Ce n’est que le mercredi suivant qu’ils ont pu retourner à la maison, accompagnés d’un pompier. L’ampleur du désastre a frappé Odette de plein fouet.

Si André ne pouvait pas voir les dégâts, il pouvait les sentir sous ses pas, les toucher, les respirer…

« Le frigo était renversé. Le lave-vaisselle rempli de boue à moitié, la cave inondée… On a tout perdu. Ah, non, pas tout. On a sauvé notre set de cuisine. Le reste, on n’a rien gardé, c’était contaminé. » Noyés, les albums photos et les souvenirs. Ils ne peuvent plus compter que sur leur mémoire.

Il y a eu le ménage, les corvées, les bénévoles à qui Odette lève son chapeau. « C’était vraiment extraordinaire, l’entraide, la solidarité… » 

Mais toute cette huile de coude n’est pas parvenue à modifier le verdict. Accablant et inévitable.

« On s’est rendu compte qu’on ne pourrait pas revenir ici. »

Le hic, c’est que la maison de la sœur d’Odette n’est pas adaptée pour qu’André y habite aussi. Son fils et sa bru l’ont donc accueilli chez eux. À Lévis. Depuis, le temps s’égrène lentement et leurs retrouvailles se font attendre.
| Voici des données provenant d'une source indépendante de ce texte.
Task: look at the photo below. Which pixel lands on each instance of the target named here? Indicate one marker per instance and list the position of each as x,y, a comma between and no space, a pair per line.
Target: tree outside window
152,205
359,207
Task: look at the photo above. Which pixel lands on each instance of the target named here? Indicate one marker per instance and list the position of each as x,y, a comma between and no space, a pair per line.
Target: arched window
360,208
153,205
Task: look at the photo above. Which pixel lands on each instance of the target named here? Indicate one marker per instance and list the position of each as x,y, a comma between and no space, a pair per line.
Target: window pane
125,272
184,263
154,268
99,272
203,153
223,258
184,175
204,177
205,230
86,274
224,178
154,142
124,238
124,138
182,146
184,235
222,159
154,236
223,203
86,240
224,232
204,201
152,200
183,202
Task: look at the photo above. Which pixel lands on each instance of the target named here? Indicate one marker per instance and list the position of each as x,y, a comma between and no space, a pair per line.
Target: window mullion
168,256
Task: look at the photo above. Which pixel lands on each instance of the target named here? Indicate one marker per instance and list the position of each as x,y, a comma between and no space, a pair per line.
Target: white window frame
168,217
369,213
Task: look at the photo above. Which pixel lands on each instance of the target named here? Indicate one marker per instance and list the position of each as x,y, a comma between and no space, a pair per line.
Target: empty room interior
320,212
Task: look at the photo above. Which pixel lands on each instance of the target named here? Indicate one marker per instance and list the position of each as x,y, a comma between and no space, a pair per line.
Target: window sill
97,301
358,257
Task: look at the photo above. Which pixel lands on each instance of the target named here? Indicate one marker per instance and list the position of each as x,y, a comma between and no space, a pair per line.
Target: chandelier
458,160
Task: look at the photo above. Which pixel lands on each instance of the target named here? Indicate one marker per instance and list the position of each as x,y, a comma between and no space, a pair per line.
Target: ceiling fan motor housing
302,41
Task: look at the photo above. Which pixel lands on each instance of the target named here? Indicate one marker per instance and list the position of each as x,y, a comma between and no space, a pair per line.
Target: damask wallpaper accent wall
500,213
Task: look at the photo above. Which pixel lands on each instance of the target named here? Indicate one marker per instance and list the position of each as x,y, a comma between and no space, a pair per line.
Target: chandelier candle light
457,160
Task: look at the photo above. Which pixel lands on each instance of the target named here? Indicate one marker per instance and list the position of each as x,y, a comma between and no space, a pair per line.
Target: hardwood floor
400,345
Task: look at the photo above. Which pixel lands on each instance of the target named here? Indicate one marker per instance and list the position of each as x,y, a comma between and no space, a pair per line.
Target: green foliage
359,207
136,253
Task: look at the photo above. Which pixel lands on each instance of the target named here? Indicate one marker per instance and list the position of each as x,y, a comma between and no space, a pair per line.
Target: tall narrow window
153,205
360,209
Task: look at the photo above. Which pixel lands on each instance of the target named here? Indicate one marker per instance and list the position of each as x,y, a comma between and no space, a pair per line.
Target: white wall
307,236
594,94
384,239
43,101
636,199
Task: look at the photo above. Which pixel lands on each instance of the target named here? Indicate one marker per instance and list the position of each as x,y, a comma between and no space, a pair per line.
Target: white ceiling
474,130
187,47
« C’est sûr qu’André aimerait bien que je trouve quelque chose par ici pour qu’il puisse revenir. Mais même si on nous a dit qu’on était prioritaire parce qu’il est âgé et aveugle, il ne se passe rien. On nous propose des choses qui ne conviennent pas à notre besoin. Des résidences pour lui tout seul à 3000 $ par mois? Ça ne fonctionne pas. On veut vivre ensemble. » 

Elle sait bien qu’ils ne sont pas les seuls dans une situation intenable.

Las d’attendre le Messie, André et Odette ont décidé de faire comme le frère d’André et de prendre un logement à La Belle Étoile, tout près de la garderie où Odette travaille. Le hic, c’est que le complexe est en construction et que leur appartement n’est pas disponible avant novembre.

« Et c’est très dispendieux », glisse Odette. Le prix à payer pour une qualité de vie décente est-il même à leur portée? Le duo a fait ses comptes et espère le petit coup de pouce promis par la Sécurité publique.

« On attend des réponses, mais là, on a juste hâte de se retrouver… »

L’attente brode les contours de leurs jours.

(N.D.L.R.: Ce texte est le 3e de la série Des sinistrés parmi tant d’autres)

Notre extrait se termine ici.